We determine which measures need downloaded by looking in the dataset attributes. Since tas
is an atmospheric variable, we will see that its cell_measures = 'area: areacella'
. If you print this variable you will see that measure has been added.
dsd["Amon.tas"]
<xarray.Dataset> Size: 65MB Dimensions: (time: 1980, bnds: 2, lat: 64, lon: 128) Coordinates: * time (time) object 16kB 1850-01-16 12:00:00 ... 2014-12-16 12:00:00 * lat (lat) float64 512B -87.86 -85.1 -82.31 ... 82.31 85.1 87.86 * lon (lon) float64 1kB 0.0 2.812 5.625 8.438 ... 351.6 354.4 357.2 height float64 8B ... Dimensions without coordinates: bnds Data variables: time_bnds (time, bnds) object 32kB ... lat_bnds (lat, bnds) float64 1kB ... lon_bnds (lon, bnds) float64 2kB ... tas (time, lat, lon) float32 65MB ... areacella (lat, lon) float32 33kB ... Attributes: (12/55) CCCma_model_hash: 3dedf95315d603326fde4f5340dc0519d80d10c0 CCCma_parent_runid: rc3-pictrl CCCma_pycmor_hash: 33c30511acc319a98240633965a04ca99c26427e CCCma_runid: rc3.1-his01 Conventions: CF-1.7 CMIP-6.2 YMDH_branch_time_in_child: 1850:01:01:00 ... ... variant_label: r1i1p1f1 version: v20190429 license: CMIP6 model data produced by The Government ... cmor_version: 3.4.0 activity_drs: CMIP member_id: r1i1p1f1
However, for gpp
we also need the land fractions, which is detected by the presence of area: where land
in the cell_methods
. You will notice that both areacella
and sftlf
are added to Lmon.gpp
.
dsd["Lmon.gpp"]
<xarray.Dataset> Size: 65MB Dimensions: (time: 1980, bnds: 2, lat: 64, lon: 128) Coordinates: * time (time) object 16kB 1850-01-16 12:00:00 ... 2014-12-16 12:00:00 * lat (lat) float64 512B -87.86 -85.1 -82.31 ... 82.31 85.1 87.86 * lon (lon) float64 1kB 0.0 2.812 5.625 8.438 ... 351.6 354.4 357.2 type |S4 4B ... Dimensions without coordinates: bnds Data variables: time_bnds (time, bnds) object 32kB ... lat_bnds (lat, bnds) float64 1kB ... lon_bnds (lon, bnds) float64 2kB ... gpp (time, lat, lon) float32 65MB ... areacella (lat, lon) float32 33kB ... sftlf (lat, lon) float32 33kB ... Attributes: (12/55) CCCma_model_hash: 3dedf95315d603326fde4f5340dc0519d80d10c0 CCCma_parent_runid: rc3-pictrl CCCma_pycmor_hash: 33c30511acc319a98240633965a04ca99c26427e CCCma_runid: rc3.1-his01 Conventions: CF-1.7 CMIP-6.2 YMDH_branch_time_in_child: 1850:01:01:00 ... ... variant_label: r1i1p1f1 version: v20190429 license: CMIP6 model data produced by The Government ... cmor_version: 3.4.0 activity_drs: CMIP member_id: r1i1p1f1
Simple Plotting
fig, axs = plt.subplots(figsize=(6, 12), nrows=3)
# temperature
ds = dsd["Amon.tas"]["tas"].mean(dim="time") - 273.15 # to [C]

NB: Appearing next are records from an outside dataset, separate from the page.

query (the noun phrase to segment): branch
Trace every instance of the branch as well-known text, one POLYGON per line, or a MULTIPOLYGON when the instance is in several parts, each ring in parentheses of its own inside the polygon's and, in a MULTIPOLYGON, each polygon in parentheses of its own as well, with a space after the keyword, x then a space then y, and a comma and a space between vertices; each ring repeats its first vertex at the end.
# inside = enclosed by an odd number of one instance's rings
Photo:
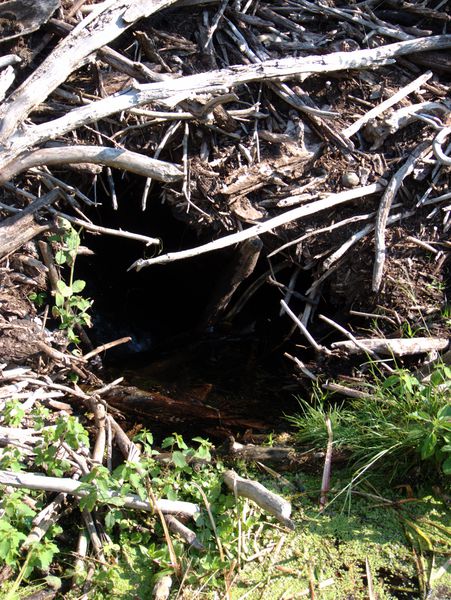
POLYGON ((226 471, 223 475, 224 483, 227 487, 235 492, 237 496, 244 496, 253 500, 258 506, 263 508, 270 515, 276 517, 278 521, 283 523, 286 527, 294 529, 293 521, 290 519, 291 515, 291 504, 267 490, 258 481, 252 479, 244 479, 235 473, 235 471, 226 471))
POLYGON ((232 246, 238 242, 243 242, 244 240, 248 240, 252 237, 257 237, 262 233, 271 231, 272 229, 280 227, 281 225, 285 225, 286 223, 290 223, 291 221, 296 221, 303 217, 318 213, 322 210, 337 206, 338 204, 343 204, 344 202, 361 198, 362 196, 374 194, 379 192, 381 189, 383 188, 379 183, 373 183, 371 185, 356 188, 354 190, 346 190, 337 194, 329 194, 322 200, 317 200, 316 202, 299 206, 298 208, 286 211, 277 217, 268 219, 268 221, 263 221, 262 223, 258 223, 253 227, 249 227, 244 231, 226 235, 219 240, 214 240, 208 244, 198 246, 197 248, 181 250, 180 252, 168 252, 167 254, 162 254, 161 256, 156 256, 155 258, 149 258, 147 260, 139 259, 134 262, 128 268, 128 270, 130 271, 131 269, 136 269, 137 271, 140 271, 143 267, 149 267, 150 265, 166 264, 175 260, 199 256, 200 254, 212 252, 213 250, 219 250, 220 248, 227 248, 228 246, 232 246))
MULTIPOLYGON (((15 488, 26 488, 29 490, 44 490, 46 492, 58 492, 71 494, 72 496, 83 497, 89 493, 89 486, 79 481, 67 477, 47 477, 45 475, 35 475, 34 473, 18 473, 14 471, 0 471, 0 484, 10 485, 15 488), (83 487, 82 487, 83 486, 83 487)), ((121 496, 118 492, 108 492, 108 498, 121 498, 125 508, 133 508, 135 510, 145 510, 153 512, 154 507, 150 502, 141 500, 135 494, 127 494, 121 496)), ((108 504, 107 499, 99 499, 99 503, 108 504)), ((181 513, 192 517, 199 512, 199 506, 192 502, 182 502, 179 500, 157 501, 157 507, 163 513, 181 513)))
POLYGON ((385 263, 385 229, 387 227, 388 214, 390 212, 392 202, 399 188, 401 187, 402 182, 413 171, 417 161, 420 159, 426 149, 429 148, 429 146, 430 142, 422 142, 415 148, 402 167, 398 169, 398 171, 396 171, 396 173, 390 179, 384 195, 381 198, 376 217, 376 232, 374 236, 375 260, 372 282, 373 292, 379 291, 382 282, 385 263))
POLYGON ((164 182, 177 181, 183 177, 177 165, 155 160, 130 150, 105 146, 57 146, 27 152, 9 162, 0 173, 0 185, 32 167, 71 163, 106 165, 164 182))

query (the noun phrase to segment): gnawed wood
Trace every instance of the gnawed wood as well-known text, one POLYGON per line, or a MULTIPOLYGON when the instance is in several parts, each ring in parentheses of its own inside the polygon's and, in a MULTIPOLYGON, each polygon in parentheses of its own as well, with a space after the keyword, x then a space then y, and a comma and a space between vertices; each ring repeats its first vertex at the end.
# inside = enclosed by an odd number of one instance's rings
POLYGON ((334 342, 331 347, 344 350, 349 354, 363 354, 365 350, 369 353, 377 352, 385 356, 409 356, 412 354, 426 354, 428 352, 445 350, 449 344, 447 338, 359 338, 359 346, 351 340, 334 342))
POLYGON ((223 477, 224 483, 237 496, 249 498, 286 527, 294 529, 294 523, 290 519, 291 504, 287 500, 266 489, 258 481, 240 477, 235 471, 225 471, 223 477))
MULTIPOLYGON (((83 497, 89 493, 89 486, 67 477, 47 477, 45 475, 35 475, 34 473, 19 473, 15 471, 0 471, 0 485, 10 485, 14 488, 43 490, 46 492, 57 492, 70 494, 76 497, 83 497), (85 486, 85 487, 82 487, 85 486)), ((118 492, 109 492, 105 499, 99 500, 99 503, 108 504, 108 498, 121 498, 126 508, 134 510, 144 510, 153 512, 154 507, 150 502, 141 500, 134 494, 121 496, 118 492)), ((179 500, 160 499, 157 502, 159 510, 162 513, 180 513, 188 517, 193 517, 199 512, 197 504, 192 502, 182 502, 179 500)))

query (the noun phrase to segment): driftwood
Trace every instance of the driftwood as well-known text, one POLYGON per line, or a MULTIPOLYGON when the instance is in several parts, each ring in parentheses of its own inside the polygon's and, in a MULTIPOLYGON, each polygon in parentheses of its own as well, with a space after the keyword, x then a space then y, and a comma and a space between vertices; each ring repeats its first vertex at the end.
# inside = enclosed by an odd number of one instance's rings
POLYGON ((364 352, 377 352, 386 356, 409 356, 412 354, 426 354, 439 350, 445 350, 449 344, 447 338, 399 338, 399 339, 377 339, 368 338, 358 340, 358 345, 353 341, 334 342, 331 347, 344 350, 350 354, 362 354, 364 352))
MULTIPOLYGON (((0 471, 0 484, 22 489, 70 494, 76 497, 83 497, 88 494, 88 490, 83 489, 83 484, 79 481, 68 478, 46 477, 45 475, 35 475, 33 473, 0 471)), ((99 499, 99 502, 108 504, 108 498, 121 498, 126 508, 147 512, 155 510, 150 502, 141 500, 139 496, 134 494, 121 496, 118 492, 110 492, 105 499, 99 499)), ((193 517, 199 512, 197 504, 192 502, 160 499, 157 501, 157 506, 162 513, 180 513, 188 517, 193 517)))
POLYGON ((235 471, 226 471, 223 477, 224 483, 237 496, 253 500, 260 508, 275 517, 286 527, 294 529, 294 523, 290 519, 291 504, 287 500, 266 489, 258 481, 240 477, 235 471))

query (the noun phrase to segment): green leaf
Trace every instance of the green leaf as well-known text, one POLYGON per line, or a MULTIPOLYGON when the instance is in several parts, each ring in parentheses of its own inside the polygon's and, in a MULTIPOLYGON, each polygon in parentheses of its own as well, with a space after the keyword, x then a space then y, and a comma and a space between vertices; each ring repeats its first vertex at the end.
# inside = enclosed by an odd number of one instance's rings
POLYGON ((179 450, 174 450, 174 452, 172 453, 172 460, 174 462, 174 465, 179 469, 183 469, 188 465, 188 463, 186 462, 185 455, 183 454, 183 452, 179 452, 179 450))
POLYGON ((164 440, 161 443, 161 447, 162 448, 170 448, 171 446, 173 446, 175 443, 175 438, 172 437, 172 435, 170 435, 167 438, 164 438, 164 440))
POLYGON ((425 438, 423 443, 421 444, 421 458, 425 460, 426 458, 430 458, 435 451, 435 447, 437 445, 437 436, 431 431, 431 433, 425 438))
POLYGON ((451 456, 443 461, 442 470, 445 475, 451 475, 451 456))
POLYGON ((60 294, 59 292, 56 292, 55 294, 55 304, 58 308, 63 308, 64 306, 64 296, 63 294, 60 294))
POLYGON ((83 281, 83 279, 77 279, 72 284, 72 291, 74 292, 74 294, 78 294, 79 292, 84 290, 85 287, 86 287, 86 281, 83 281))
POLYGON ((55 262, 57 265, 64 265, 65 262, 67 261, 67 255, 64 252, 64 250, 58 250, 58 252, 55 253, 55 262))
POLYGON ((72 296, 72 288, 66 285, 61 279, 56 282, 56 287, 58 288, 59 293, 65 298, 72 296))
POLYGON ((442 406, 442 408, 437 413, 437 417, 439 419, 451 419, 451 404, 445 404, 445 406, 442 406))

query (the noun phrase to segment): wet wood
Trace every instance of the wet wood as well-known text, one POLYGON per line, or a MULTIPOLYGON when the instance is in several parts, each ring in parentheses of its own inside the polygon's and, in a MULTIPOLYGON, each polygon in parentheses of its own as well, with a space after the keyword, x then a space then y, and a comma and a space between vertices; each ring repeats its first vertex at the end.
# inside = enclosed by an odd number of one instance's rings
POLYGON ((126 416, 139 418, 140 422, 149 420, 160 428, 164 426, 176 430, 177 427, 190 427, 219 438, 227 437, 235 429, 255 428, 266 431, 268 428, 267 423, 258 418, 220 410, 186 394, 182 398, 173 398, 158 391, 147 392, 134 386, 117 386, 104 399, 126 416))

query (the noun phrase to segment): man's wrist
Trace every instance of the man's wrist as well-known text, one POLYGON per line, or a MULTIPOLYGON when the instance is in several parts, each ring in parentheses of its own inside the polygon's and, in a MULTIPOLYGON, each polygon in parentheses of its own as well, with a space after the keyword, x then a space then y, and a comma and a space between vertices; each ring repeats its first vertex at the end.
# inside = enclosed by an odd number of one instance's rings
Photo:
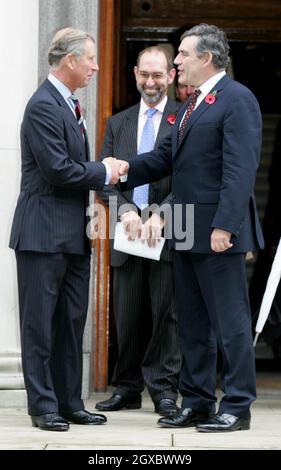
POLYGON ((102 162, 102 163, 104 164, 105 169, 106 169, 106 177, 105 177, 104 184, 108 185, 110 183, 110 180, 111 180, 112 171, 111 171, 109 163, 107 163, 107 162, 102 162))

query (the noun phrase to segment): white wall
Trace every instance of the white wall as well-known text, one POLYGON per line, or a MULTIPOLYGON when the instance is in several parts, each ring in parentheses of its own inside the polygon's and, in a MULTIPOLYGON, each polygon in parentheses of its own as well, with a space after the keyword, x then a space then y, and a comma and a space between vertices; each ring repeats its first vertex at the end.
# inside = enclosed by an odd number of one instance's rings
POLYGON ((39 0, 0 0, 0 389, 12 388, 7 377, 13 382, 12 369, 20 367, 16 269, 8 242, 19 193, 20 124, 37 88, 38 8, 39 0))

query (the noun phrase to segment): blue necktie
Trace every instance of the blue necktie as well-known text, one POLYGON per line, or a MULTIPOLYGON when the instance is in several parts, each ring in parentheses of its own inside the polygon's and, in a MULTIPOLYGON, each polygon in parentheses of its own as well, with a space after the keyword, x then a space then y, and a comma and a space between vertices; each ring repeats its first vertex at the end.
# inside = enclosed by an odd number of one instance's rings
MULTIPOLYGON (((150 152, 154 149, 155 130, 153 125, 153 116, 157 112, 155 108, 147 110, 147 119, 143 127, 138 154, 150 152)), ((137 186, 134 189, 133 201, 140 209, 144 209, 148 205, 149 184, 137 186)))

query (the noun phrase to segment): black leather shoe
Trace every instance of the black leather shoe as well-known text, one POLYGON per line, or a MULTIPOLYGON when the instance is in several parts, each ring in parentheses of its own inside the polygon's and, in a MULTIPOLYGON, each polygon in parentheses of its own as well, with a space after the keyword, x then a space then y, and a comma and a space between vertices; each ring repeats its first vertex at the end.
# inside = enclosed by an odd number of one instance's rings
POLYGON ((160 418, 158 424, 164 428, 190 428, 207 418, 207 414, 200 413, 191 408, 181 408, 170 417, 160 418))
POLYGON ((196 426, 199 432, 231 432, 250 429, 251 415, 238 418, 228 413, 217 413, 196 426))
POLYGON ((161 416, 172 416, 176 414, 178 407, 175 400, 171 398, 161 398, 161 400, 155 403, 155 413, 161 416))
POLYGON ((141 395, 119 395, 113 393, 113 395, 104 401, 100 401, 96 404, 96 409, 100 411, 118 411, 122 408, 128 410, 137 410, 141 408, 141 395))
POLYGON ((31 416, 32 426, 44 431, 68 431, 69 424, 58 413, 47 413, 45 415, 31 416))
POLYGON ((104 424, 107 421, 106 416, 90 413, 86 410, 64 413, 63 417, 74 424, 104 424))

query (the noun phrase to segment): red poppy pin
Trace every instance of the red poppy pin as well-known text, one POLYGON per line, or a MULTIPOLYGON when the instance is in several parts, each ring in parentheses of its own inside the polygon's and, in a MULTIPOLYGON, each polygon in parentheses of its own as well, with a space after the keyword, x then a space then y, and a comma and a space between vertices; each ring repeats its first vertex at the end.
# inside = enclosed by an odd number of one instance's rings
POLYGON ((212 93, 208 93, 205 98, 205 103, 213 104, 216 101, 217 90, 212 91, 212 93))
POLYGON ((173 126, 175 124, 176 119, 177 119, 177 116, 175 114, 170 114, 167 117, 167 121, 168 121, 169 124, 171 124, 171 126, 173 126))

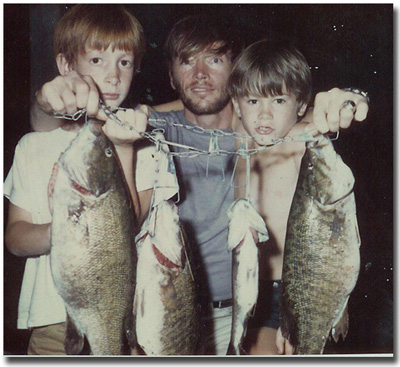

ds.plot(ax=axs[0], cmap="bwr", vmin=-40, vmax=40, cbar_kwargs={"label": "tas [C]"})
# precipitation
ds = dsd["Amon.pr"]["pr"].mean(dim="time") * 86400 / 999.8 * 1000 # to [mm d-1]
ds.plot(ax=axs[1], cmap="Blues", vmax=10, cbar_kwargs={"label": "pr [mm d-1]"})
# gross primary productivty
ds = dsd["Lmon.gpp"]["gpp"].mean(dim="time") * 86400 * 1000 # to [g m-2 d-1]
ds.plot(ax=axs[2], cmap="Greens", cbar_kwargs={"label": "gpp [g m-2 d-1]"})
plt.tight_layout();
Summary
intake-esgf
becomes the way that you download or locate data as well as load it into memory. It is a full specification of what your analysis is about and makes your script portable to other machines or even in use with serverside computing. We are actively developing this codebase. Let us know what other features you would like to see.